Nothing will change until the interests of the powerful are threatened -- they won't give in until populist demands are the lesser of two evils. In the aftermath of the Great Depression, the fear that capitalism would be replaced by something much worse for business contributed to the acquiescence of the powerful to reform that stripped away some of their power and benefited the working class. But what threats do the powerful face now that would cause them to embrace reform as better than the alternative? Is there anything that makes reversing growing inequality, reducing the political power of the wealthy, and changing the view that the system is rigged in favor of the few the best political choice for those who have the most political influence?
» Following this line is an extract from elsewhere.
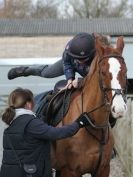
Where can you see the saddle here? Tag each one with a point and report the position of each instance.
(53, 105)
So far, I don't think there is -- we see pictures on the news of people on Wall Street sipping champagne and enjoying the show with no signs they feel threatened rather than amused -- and there is little sign so far that Democrats believe their reelection chances hinge on embracing this movement (and if this starts to happen, the powerful will do their best to undermine the movement with hippie bashing -- which has already started -- and other attempts to strip the movement of its ability to bring about change).

The powerful aren't going to worry about you, they, of course got where they are with hard work, brains, skill, etc., not a rigged system, family connections, inheritance, the Harvard buddy system, etc. If you weren't as talented as they are, that's your problem. But they will worry about themselves, and if their interests are threatened they'll demand change. Thus, the key will be to make the change the working class needs the only acceptable choice for the powerful, and as I see it we are still (unfortunately) quite a ways from that goal.